Investasi Jumbo USD10 Miliar Tunjukkan Indonesia Makin Strategis di Peta Energi Dunia

0
211
: Ilustrasi tambang batubara.

(Vibizmedia – Jakarta) Di tengah ketegangan geopolitik, disrupsi rantai pasok global, dan perang dagang yang terus meningkat, Indonesia justru mencetak kemajuan besar lewat masuknya investasi senilai USD10 miliar di sektor energi dan logam strategis. Ini bukan hanya membuktikan relevansi Indonesia di ekonomi global, tetapi juga menandai peran barunya dalam transformasi energi dunia.

Kolaborasi antara ACWA Power (Arab Saudi), Danantara Indonesia, dan Pertamina mencakup tiga proyek utama: pembangkit gas-to-power rendah emisi, produksi green hydrogen, dan fasilitas desalinasi berbasis energi terbarukan. Ketiganya merupakan bagian dari transformasi industri nasional menuju energi bersih, hilirisasi, dan ketahanan sumber daya.

“Ini bukan sekadar proyek energi. Ini adalah momentum baru bagi posisi tawar Indonesia di kancah energi global,” tegas Fakhrul Fulvian, Direktur Insight Kadin Indonesia Institute, kepada InfoPublik, Selasa (15/7/2025).

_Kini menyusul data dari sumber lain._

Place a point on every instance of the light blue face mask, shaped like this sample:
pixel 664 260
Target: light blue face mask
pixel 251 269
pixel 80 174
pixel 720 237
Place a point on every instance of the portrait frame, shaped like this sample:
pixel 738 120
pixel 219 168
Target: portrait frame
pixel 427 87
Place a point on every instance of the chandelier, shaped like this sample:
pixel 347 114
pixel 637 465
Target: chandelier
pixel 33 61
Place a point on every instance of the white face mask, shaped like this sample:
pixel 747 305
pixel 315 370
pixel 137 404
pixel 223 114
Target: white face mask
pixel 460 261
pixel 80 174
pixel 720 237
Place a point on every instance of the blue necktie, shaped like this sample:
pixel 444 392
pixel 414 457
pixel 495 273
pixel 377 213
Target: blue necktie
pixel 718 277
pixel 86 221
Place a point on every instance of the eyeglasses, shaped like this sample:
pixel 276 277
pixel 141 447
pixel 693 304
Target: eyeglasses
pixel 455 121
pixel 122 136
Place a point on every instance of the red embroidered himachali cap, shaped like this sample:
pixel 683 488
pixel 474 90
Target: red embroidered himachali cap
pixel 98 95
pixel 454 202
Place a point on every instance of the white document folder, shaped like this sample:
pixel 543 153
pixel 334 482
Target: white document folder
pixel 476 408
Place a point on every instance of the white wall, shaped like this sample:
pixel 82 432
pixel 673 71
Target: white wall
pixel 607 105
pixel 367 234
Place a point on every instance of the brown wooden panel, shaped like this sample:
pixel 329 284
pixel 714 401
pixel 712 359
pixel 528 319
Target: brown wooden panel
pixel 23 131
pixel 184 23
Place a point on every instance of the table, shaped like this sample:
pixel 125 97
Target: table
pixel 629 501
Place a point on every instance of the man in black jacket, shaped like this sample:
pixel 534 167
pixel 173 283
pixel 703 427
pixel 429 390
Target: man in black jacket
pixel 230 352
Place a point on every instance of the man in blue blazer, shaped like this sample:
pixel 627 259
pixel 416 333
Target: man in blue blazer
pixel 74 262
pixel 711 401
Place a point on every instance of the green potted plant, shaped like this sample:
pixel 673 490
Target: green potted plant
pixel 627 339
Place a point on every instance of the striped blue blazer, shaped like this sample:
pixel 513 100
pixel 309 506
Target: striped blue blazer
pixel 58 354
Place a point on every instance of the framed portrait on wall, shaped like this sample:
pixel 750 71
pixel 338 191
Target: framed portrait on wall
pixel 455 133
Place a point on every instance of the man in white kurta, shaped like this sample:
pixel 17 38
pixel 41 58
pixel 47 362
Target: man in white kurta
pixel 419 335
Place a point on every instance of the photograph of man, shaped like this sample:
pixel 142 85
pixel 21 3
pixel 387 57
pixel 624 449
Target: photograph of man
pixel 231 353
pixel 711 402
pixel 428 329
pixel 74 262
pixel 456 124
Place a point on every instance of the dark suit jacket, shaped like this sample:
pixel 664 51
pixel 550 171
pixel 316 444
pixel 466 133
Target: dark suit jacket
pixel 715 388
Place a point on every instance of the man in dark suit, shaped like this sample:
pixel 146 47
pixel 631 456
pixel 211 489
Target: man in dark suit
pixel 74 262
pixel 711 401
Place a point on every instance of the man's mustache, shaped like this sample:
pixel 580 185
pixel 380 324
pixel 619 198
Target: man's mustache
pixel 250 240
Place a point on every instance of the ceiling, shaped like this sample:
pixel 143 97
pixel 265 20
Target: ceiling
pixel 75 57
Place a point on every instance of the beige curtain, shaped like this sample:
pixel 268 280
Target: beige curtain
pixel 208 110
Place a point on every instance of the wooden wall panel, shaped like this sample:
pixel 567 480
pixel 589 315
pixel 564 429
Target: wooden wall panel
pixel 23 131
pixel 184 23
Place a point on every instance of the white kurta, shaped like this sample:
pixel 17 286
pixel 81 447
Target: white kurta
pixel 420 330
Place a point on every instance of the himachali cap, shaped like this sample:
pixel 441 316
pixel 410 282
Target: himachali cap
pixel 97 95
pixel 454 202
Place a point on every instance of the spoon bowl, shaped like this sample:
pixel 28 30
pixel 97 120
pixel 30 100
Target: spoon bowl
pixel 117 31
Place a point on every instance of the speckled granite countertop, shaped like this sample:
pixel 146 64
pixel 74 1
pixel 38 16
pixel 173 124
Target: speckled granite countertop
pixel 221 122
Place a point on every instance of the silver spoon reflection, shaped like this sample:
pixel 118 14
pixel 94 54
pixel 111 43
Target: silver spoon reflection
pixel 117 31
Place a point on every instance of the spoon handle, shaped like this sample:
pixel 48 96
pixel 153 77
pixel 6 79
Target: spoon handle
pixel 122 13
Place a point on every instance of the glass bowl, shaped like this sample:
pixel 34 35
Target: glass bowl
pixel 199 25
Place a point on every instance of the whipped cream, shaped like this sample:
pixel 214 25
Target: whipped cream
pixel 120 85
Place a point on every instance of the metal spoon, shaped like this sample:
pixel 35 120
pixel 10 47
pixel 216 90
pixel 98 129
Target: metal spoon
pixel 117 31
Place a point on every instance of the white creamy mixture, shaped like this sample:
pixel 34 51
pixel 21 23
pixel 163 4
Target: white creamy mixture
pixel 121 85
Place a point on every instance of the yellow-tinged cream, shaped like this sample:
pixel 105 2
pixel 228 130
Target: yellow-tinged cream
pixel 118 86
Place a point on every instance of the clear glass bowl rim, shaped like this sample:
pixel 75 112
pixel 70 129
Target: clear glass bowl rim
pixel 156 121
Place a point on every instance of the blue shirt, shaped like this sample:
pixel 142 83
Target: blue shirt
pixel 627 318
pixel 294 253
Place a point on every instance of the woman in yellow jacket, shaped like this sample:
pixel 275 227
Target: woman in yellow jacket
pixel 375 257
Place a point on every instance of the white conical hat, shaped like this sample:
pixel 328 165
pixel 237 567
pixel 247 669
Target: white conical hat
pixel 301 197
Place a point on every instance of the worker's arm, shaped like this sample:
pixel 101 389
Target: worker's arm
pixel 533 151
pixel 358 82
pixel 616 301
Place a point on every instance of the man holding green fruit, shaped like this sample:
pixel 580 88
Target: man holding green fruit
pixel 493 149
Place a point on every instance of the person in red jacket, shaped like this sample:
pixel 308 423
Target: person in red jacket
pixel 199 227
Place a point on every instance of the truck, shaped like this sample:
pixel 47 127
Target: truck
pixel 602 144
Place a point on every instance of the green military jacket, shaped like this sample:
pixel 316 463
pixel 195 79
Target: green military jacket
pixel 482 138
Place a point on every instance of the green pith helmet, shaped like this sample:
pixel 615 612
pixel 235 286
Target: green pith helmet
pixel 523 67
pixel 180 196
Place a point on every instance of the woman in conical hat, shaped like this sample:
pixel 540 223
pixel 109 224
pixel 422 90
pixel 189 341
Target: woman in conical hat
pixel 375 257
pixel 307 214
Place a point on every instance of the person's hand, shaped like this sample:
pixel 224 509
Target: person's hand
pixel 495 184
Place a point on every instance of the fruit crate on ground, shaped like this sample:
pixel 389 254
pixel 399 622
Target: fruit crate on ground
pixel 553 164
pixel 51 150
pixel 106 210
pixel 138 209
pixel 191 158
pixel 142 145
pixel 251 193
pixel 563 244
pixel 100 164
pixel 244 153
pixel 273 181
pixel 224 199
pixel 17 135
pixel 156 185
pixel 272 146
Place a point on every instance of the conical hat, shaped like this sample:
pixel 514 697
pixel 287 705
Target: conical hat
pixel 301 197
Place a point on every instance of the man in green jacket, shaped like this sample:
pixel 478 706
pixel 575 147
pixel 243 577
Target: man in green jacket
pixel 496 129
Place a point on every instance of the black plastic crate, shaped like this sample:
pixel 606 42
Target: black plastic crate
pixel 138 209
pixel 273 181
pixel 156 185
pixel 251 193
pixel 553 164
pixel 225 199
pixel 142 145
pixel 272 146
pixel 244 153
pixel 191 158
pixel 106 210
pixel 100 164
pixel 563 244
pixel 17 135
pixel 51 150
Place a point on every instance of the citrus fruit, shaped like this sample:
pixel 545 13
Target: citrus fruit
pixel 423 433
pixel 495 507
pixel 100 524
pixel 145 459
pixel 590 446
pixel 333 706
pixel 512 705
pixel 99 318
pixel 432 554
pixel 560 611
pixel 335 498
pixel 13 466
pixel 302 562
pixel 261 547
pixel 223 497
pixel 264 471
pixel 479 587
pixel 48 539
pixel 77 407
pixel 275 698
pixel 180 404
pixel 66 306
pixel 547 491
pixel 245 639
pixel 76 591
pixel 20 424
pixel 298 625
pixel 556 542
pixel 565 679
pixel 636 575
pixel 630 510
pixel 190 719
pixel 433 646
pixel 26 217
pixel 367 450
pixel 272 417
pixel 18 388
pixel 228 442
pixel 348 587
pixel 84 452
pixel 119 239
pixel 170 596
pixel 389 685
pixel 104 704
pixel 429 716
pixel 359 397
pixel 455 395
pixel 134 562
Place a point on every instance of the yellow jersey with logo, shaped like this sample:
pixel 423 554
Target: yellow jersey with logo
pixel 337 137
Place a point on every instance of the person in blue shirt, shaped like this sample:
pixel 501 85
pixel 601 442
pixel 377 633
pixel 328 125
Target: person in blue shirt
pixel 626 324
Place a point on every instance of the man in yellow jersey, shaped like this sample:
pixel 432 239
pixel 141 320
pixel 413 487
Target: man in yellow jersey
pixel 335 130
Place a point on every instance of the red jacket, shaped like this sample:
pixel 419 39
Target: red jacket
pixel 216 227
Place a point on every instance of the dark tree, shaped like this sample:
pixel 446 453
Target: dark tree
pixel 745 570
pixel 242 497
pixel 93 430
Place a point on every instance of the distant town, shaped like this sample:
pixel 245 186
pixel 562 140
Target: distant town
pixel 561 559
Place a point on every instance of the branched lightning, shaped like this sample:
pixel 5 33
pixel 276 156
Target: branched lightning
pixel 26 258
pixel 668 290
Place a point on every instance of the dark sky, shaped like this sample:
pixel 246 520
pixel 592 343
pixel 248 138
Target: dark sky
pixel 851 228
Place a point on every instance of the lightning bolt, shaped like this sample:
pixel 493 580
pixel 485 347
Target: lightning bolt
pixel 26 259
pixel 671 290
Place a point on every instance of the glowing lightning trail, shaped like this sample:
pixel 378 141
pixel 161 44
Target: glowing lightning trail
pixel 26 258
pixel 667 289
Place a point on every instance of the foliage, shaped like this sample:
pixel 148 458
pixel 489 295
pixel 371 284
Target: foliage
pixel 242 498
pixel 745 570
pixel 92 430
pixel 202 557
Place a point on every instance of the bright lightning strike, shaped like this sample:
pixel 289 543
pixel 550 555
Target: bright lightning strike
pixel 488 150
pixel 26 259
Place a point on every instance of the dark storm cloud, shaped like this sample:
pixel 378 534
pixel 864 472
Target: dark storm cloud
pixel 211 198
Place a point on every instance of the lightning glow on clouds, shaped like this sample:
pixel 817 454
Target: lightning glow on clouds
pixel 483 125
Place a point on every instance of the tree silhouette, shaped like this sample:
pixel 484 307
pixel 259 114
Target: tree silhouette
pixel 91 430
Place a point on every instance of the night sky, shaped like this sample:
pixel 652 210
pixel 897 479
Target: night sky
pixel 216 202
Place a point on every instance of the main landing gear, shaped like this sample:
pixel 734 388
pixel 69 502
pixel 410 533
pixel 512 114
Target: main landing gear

Berbeda dari narasi umum yang menyebut krisis global menurunkan arus investasi, Indonesia justru menarik minat investor besar di sektor strategis. Sejumlah perusahaan EPC internasional kini bersaing menggarap proyek LNG berskala besar di Indonesia Timur. Sementara itu, pelaku industri asal Tiongkok terus memperkuat posisi Indonesia dalam rantai pasok aluminium global.

Fenomena ini menunjukkan bahwa ketidakpastian global menciptakan peluang baru bagi negara yang memiliki keunggulan: sumber daya alam yang kaya, stabilitas makroekonomi, dan posisi geoekonomi yang strategis.

Namun, Kadin Indonesia Institute mengingatkan bahwa derasnya investasi ini perlu diarahkan dengan kebijakan yang jelas agar berdampak jangka panjang. Fakhrul menyoroti tiga rekomendasi kunci:

  1. Peta Jalan Investasi Sektoral
    Diperlukan regulasi progresif terkait kepemilikan asing, transfer teknologi, dan kontribusi pada ketahanan energi nasional. Roadmap ini akan menjadi acuan dan penyaring investasi berkualitas.
  2. Kelembagaan Hilirisasi Terpadu
    Hilirisasi energi dan logam, dari gas hingga aluminium dan air, harus dikelola secara terintegrasi melalui lembaga lintas sektor yang menyatukan kebijakan, insentif, dan pengelolaan ekosistem industri.
  3. Ekosistem Pembiayaan Inovatif
    Skema pembiayaan konvensional tidak cukup untuk mendukung investasi besar. Indonesia perlu memperkuat instrumen seperti green bonds, skema co-investment publik-swasta, dan regulasi pembiayaan proyek strategis.

“Tanpa kelembagaan yang solid dan pembiayaan yang inovatif, investasi besar ini bisa lewat begitu saja. Kita harus berpikir jangka panjang,” tambah Fakhrul.

Di tengah fragmentasi global, banyak negara mencari mitra baru yang stabil dan berkelanjutan dalam rantai pasok energi, logam, dan pangan. Indonesia, dengan kekayaan nikel, bauksit, dan potensi energi terbarukan, berada dalam posisi yang sangat strategis — namun peluang ini tidak akan terbuka selamanya.

“Yang dibutuhkan saat ini adalah arah pembangunan yang jelas dari pemerintah, serta eksekusi cepat dari dunia usaha,” ujar Fakhrul.

Masuknya investasi USD10 miliar bukan sekadar pencapaian ekonomi — ini adalah panggilan untuk merancang ulang strategi industri energi dan logam nasional. Diperlukan integrasi kebijakan lintas sektor, penguatan institusi, dan terobosan pembiayaan agar momentum ini menjadi lompatan besar menuju masa depan.

Indonesia kini bukan lagi sekadar tujuan investasi, melainkan pemain strategis dalam tatanan ekonomi global baru. Tantangannya kini adalah keberanian mengambil keputusan struktural dan mempercepat transformasi yang sudah di depan mata.